Dopo il grande successo ottenuto al Festival di Toronto, Jojo Rabbit di Taika Waititi ha aperto il Torino Film Festival 37 e possiamo ritenerci più che soddisfatti della scelta della direttrice Emanuela Martini. Tra le opere rivelazione della stagione cinematografica, la commedia nera sul nazismo del regista neozelandese è tratta dal libro Caging Skies di Christine Leunens e racconta la storia del giovane Jojo Betzler (Roman Griffin Davis): grande estimatore del regime nazista e appartenente alla Gioventù hitleriana, il piccolo non vede l’ora di dimostrare di essere un bravo nazista e di rendere orgoglioso Adolf Hitler, suo idolo nonché amico immaginario.



Siamo a Falkenheim – cittadina immaginaria – nella fase finale della Seconda Guerra Mondiale e la vita di Jojo cambia dopo un incidente al campo di addestramento: costretto a restare molto tempo tra le mura domestiche, il ragazzino scopre che sua madre Rosie (Scarlett Johansson) sta nascondendo la giovane ebrea Elsa (Thomasin McKenzie) in un ripostiglio segreto. Aiutato dall’amico immaginario (Taika Waititi), affronterà i suoi dubbi riguardo al nazismo ma non solo…



Figlio di padre maori e madre di discendenza ebraica, Taika Waititi si è assunto una grandissima responsabilità: intraprendere una strada alternativa per raccontare le barbarie del nazismo e di Adolf Hitler, scegliendo la commedia. Jojo Rabbit danza tra satira e dramma ma non solo: per quanto faccia ridere, ci troviamo di fronte a un film che ha cose molto importanti da dire. L’obiettivo di Waititi è quello di coinvolgere la nuova generazione attraverso l’umorismo, così da raccontare ai giovani (e non) l’orribile storia della Seconda guerra mondiale da un punto di vista diverso e più “leggero” rispetto ad altre pellicole. Il cineasta di What We Do In The Shadows guarda a Charlie Chaplin e Mel Brooks, difficile non pensare a Il grande dittatore: messaggi veicolati attraverso black humor, nero come la pece della cultura nazista. E, nonostante le oggettive difficoltà dato il tema trattato, Waititi riesce a fare un passo importante: dopo aver catturato la sua attenzione con risate e siparietti, il regista invita lo spettatore a riflettere su temi forti come il dolore, l’assurdità della violenza e le angherie naziste.

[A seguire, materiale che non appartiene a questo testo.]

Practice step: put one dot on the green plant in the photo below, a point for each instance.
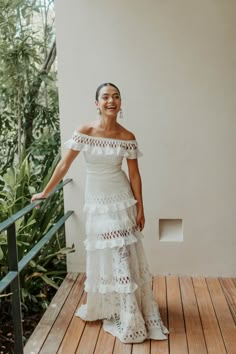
(48, 268)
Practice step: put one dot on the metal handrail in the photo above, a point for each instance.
(12, 277)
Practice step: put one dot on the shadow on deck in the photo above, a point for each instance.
(199, 312)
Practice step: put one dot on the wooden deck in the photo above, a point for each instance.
(199, 312)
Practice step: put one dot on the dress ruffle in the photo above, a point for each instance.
(109, 208)
(118, 282)
(103, 146)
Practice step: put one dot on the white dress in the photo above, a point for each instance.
(118, 281)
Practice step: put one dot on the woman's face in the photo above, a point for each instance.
(109, 101)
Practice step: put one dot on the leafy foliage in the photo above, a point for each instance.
(30, 140)
(28, 91)
(48, 268)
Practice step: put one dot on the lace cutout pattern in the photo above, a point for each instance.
(104, 142)
(118, 234)
(104, 199)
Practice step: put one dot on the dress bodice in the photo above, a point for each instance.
(107, 186)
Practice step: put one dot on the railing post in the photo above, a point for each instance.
(15, 289)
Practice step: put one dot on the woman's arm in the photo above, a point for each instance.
(58, 174)
(136, 186)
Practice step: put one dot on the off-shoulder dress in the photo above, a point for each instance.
(118, 281)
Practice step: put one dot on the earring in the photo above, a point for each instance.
(98, 112)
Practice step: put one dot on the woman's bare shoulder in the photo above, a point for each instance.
(126, 134)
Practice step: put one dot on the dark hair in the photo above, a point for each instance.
(103, 85)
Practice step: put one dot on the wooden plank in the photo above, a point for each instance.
(63, 320)
(214, 340)
(89, 339)
(234, 280)
(177, 336)
(159, 292)
(230, 294)
(105, 343)
(74, 332)
(142, 348)
(225, 319)
(122, 348)
(40, 333)
(195, 336)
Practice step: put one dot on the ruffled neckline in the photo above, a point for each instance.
(103, 138)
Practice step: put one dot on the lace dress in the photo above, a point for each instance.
(118, 281)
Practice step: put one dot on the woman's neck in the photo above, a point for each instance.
(108, 123)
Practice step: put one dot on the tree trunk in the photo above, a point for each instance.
(33, 95)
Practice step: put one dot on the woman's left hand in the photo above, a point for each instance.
(140, 219)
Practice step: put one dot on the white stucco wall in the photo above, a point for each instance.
(174, 62)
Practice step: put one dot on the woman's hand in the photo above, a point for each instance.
(38, 196)
(140, 219)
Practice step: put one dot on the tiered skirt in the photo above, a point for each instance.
(118, 281)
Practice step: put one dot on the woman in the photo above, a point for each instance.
(118, 282)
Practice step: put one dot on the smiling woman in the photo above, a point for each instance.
(118, 283)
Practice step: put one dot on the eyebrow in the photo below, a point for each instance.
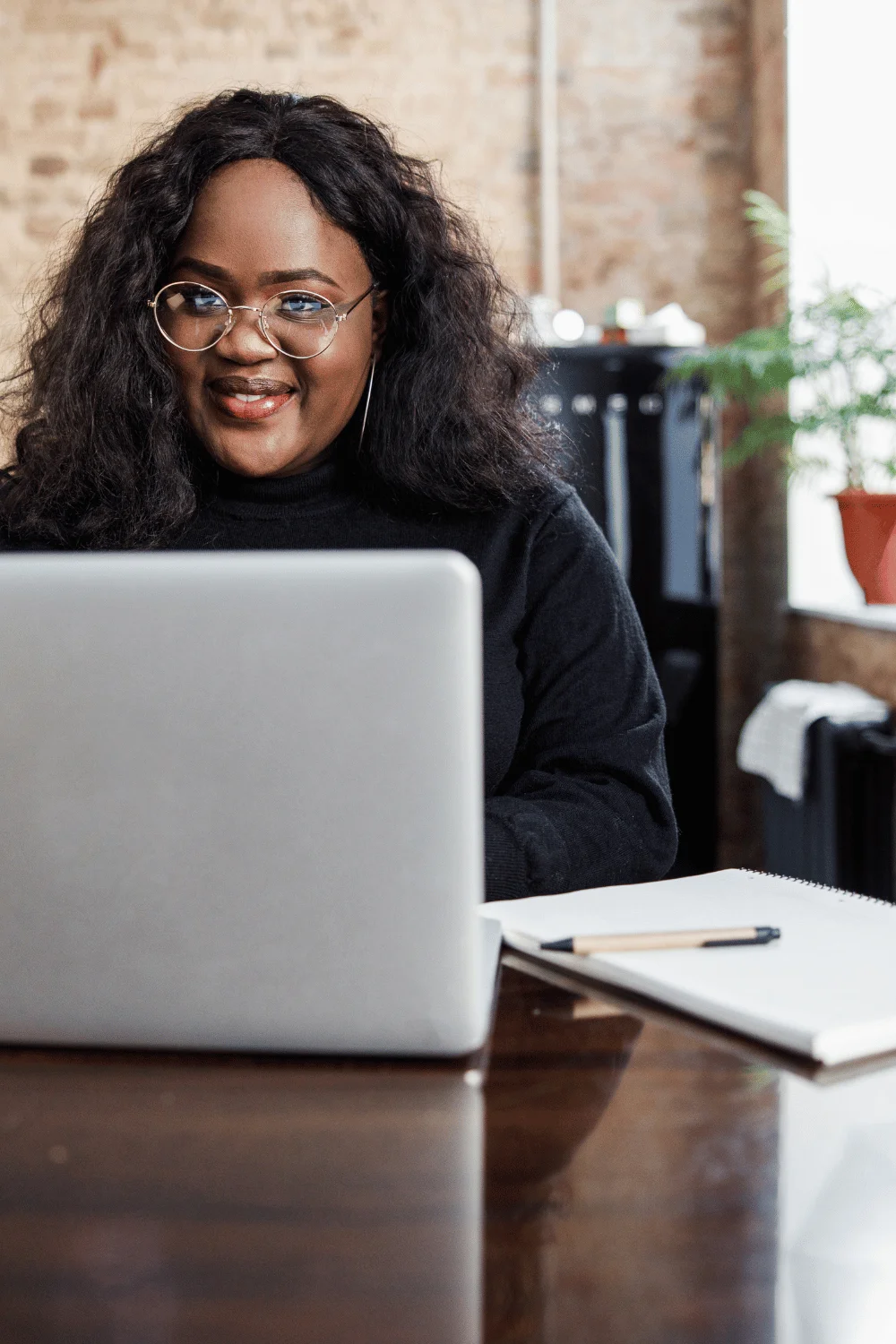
(268, 277)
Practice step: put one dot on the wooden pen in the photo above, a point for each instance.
(586, 943)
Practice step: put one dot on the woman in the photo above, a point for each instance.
(273, 332)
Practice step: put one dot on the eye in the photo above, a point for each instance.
(195, 301)
(298, 306)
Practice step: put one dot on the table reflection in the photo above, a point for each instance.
(837, 1199)
(151, 1202)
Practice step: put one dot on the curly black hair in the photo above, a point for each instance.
(104, 457)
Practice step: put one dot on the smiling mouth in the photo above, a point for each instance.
(249, 398)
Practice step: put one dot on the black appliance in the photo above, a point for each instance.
(642, 456)
(841, 831)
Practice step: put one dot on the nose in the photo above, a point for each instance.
(245, 343)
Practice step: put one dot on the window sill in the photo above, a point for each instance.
(869, 617)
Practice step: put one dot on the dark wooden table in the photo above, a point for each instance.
(603, 1175)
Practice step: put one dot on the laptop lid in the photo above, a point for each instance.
(241, 801)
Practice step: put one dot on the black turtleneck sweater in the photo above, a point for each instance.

Satira ed emozioni forti in un film fortemente attuale: non sono pochi i richiami al mondo di oggi e alla possibile recrudescenza dell’antisemitismo. Jojo Rabbit è un giovane sottoposto al lavaggio del cervello, non ha mai visto un ebreo in vita sua e sa solo ciò che gli è sancito dall’ideologia nazista. L’ebreo, dunque, rappresenta un vero e proprio mostro, ma l’incontro con Elsa smuove qualcosa in lui: scopre infatti che quella persona che è stato istruito a disprezzare è in realtà un essere umano, come lui. E da questo punto di vista il film sprigiona un forte senso di speranza: il fanatismo e l’odio possono essere superati, l’ignoranza può essere sostituita con l’amore. Senza dimenticare un piccolo particolare: i bambini sono addestrati a odiare, non nascono carichi di cattiveria. Non ci deve essere posto per il disprezzo in questo mondo: messaggio forte e chiaro.

Il giovanissimo Roman Griffin Davis avrà un grande futuro: nonostante la tenera età, sforna una grandissima interpretazione vestendo i panni di un fanciullo innocente e ignaro dell’orrore di cui è capace l’uomo. Brava, come sempre, Scarlett Johansson, mentre Sam Rockwell (Klenzendorf, un singolare capitano SS) si conferma come uno degli attori più sottovalutati di Hollywood. Ma non possiamo non parlare del coraggio di Taika Waititi, che porta sul grande schermo un Adolf Hitler carnevalesco e codardo: il regista neozelandese ha raggiunto l’obiettivo “posto” da Mel Brooks, “se riesci a ridurre Hitler a qualcosa di ridicolo, vinci”.